Я молча провел ее в ванную.
***
Я боялся расспросов, и не знал, что ей отвечать после того, как туман загаданного ЖЕЛАНИЯ рассеется.
Будто чувствуя, она не расспрашивала.
Пока Вера была в ванной, я заварил чай.
Однако в кухне ее не дождался. Услышал, как скрипнула дверь санузла, затем заскрипел паркет в коридоре, затем щелкнул замок входных дверей.
Она ушла не прощаясь.
***
Я глотнул чая из Вериного стакана, который оставался нетронутым.
Пошел в спальню. Не раздеваясь, прилег на диван, укрылся пледом, который еще хранил ее тепло и запах.
Я думал о том, что сейчас она думает, возвращаясь домой утренним дождливым городом. Как объясняет свое присутствие в моей квартире этой ночью.
В том, что мене уволили после приключений в туалете, я не сомневался.
Глава тридцать восьмая
***
Проснулся от назойливой трели дверного звонка.
После многолетней моей ненужности, такая «нужность» изрядно напрягала.
Звонок все дребезжал, то, умолкая, то, заводя минутную руладу.
Глянул на часы: половина десятого.
***
Пока поднимался, натягивал спортивки и шлепал к дверям, в заплывшем сознании проявилось уж совсем фантастическое:
Не окликая нежданного гостя, я раздраженно отщелкнул замок.
***
Как и вчера, дверь резко отскочила.
В прихожую бесцеремонно, приплющив меня к стенке, ввалился Вадик – водитель Генерального.
За ним шагнул Никола – начальник службы безопасности моей давешней фирмы.
– Ну, шо, насильник? – ласково спросил Вадик и пихнул меня кулаком под дых.
Будто безмолвная, выброшенная на берег рыба, хватая исчезнувший воздух, я осел по стене.
– Что слу… – беззвучно просипел я.
– Нас объясняться не уполномочивали, – пробубнил Никола. – Лишь «маляву» передать. Вот тут положу.
Никола аккуратно пристроил на тумбочке голубой незапечатанный конверт со стилизованным торговым знаком фирмы. Затем, медленно, будто нехотя, отвел огромную лапищу и наотмашь хрястнул меня по лицу.
Мир взорвался мириадами колючих искорок.
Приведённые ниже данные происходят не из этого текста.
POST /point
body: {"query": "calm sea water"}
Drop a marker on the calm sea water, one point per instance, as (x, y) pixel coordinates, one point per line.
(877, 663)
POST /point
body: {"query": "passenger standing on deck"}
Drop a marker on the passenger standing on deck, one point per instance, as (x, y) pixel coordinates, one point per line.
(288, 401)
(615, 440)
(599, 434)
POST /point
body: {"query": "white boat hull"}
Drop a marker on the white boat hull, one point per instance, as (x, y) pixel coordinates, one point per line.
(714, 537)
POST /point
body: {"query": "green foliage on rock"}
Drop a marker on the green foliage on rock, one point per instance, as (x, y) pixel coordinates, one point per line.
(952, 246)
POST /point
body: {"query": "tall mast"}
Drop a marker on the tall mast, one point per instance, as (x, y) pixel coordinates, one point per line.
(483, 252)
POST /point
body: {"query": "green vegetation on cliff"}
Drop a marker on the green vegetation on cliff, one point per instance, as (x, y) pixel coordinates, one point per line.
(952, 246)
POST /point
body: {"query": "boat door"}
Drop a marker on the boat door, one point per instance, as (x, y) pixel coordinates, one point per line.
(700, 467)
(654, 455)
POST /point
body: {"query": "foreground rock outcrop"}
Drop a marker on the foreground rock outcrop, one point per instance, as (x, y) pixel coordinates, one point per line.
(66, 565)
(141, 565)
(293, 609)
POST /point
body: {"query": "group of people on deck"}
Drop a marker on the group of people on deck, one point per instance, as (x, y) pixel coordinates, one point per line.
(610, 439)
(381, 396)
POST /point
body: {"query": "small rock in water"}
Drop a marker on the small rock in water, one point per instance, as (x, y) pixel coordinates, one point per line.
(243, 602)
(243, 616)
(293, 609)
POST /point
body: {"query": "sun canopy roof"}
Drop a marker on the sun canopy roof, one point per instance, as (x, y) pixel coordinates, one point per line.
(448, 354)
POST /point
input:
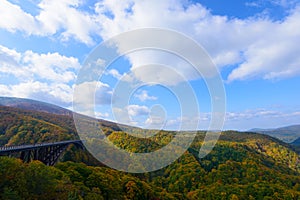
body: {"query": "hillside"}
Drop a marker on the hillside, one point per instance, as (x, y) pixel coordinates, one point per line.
(287, 134)
(242, 165)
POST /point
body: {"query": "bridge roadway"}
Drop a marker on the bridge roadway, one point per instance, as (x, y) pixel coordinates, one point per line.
(47, 153)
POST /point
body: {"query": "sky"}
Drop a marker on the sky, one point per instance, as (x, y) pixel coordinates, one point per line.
(254, 44)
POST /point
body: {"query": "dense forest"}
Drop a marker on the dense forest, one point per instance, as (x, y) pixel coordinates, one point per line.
(241, 166)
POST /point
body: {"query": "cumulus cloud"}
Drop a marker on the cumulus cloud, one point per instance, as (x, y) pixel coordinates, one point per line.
(257, 46)
(28, 65)
(46, 77)
(56, 93)
(144, 96)
(137, 110)
(57, 16)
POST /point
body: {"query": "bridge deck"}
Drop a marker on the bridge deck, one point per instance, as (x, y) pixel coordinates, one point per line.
(5, 149)
(47, 153)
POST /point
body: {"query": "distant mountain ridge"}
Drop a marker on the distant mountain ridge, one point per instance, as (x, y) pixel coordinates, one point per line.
(287, 134)
(29, 104)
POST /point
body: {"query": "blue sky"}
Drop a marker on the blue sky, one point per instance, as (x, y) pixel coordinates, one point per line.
(253, 43)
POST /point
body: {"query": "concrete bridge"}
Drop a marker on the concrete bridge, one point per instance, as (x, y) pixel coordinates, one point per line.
(48, 153)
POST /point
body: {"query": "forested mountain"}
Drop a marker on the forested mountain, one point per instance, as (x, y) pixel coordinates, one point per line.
(287, 134)
(241, 166)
Я грохнулся спиною о шкаф. Тот не устоял, повалился на пол, принимая мое безвольное тело.
Реальность шатнулась, уплыла. Я провалился в серый туман.
***
Очнулся от боли – случайно дотронулся нижней губы-колбасы.
За болью пришла обида, затем стыд и страх:
Разлепил глаза. Уцепился за тумбочку. Спотыкаясь, поднялся на ноги. В груди пекло, щемили ребра.
По стенке добрался в ванную, сполоснул лицо, прижег лосьоном разбитую губу.
***
Решил сейчас же пойти в Лавру, кинуться в ноги первому встреченному монаху, исповедаться, попросить прощения.
Как там у них положено – не знал, но был уверен, что мне не откажут, даже если душегуб я и сволочь пропащая.
Решительным вышел из ванной.
Поднатужился, пересиливая боль в ушибленных ребрах, поставил шкаф на место.
Принялся перебирать рассыпанную одежду, чтобы найти, во что одеться для визита в монастырь.
Заметил на тумбочке голубой конверт – напоминание из страшного прошлого, которое уцепилось и не отпускало.
***
Протянул руку – словно к мерзкой жабе – осмотрел (конверт как конверт), даже понюхал (ничем не пахнет).
Опасливо раскрыл: там лежал наскоро оторванный клочок блокнотного листа, на обратной стороне которого рябели чернильные каракули. Я не знал почерка Генерального, видел только его подпись, но догадался, что те каракули выведены лично ИМ.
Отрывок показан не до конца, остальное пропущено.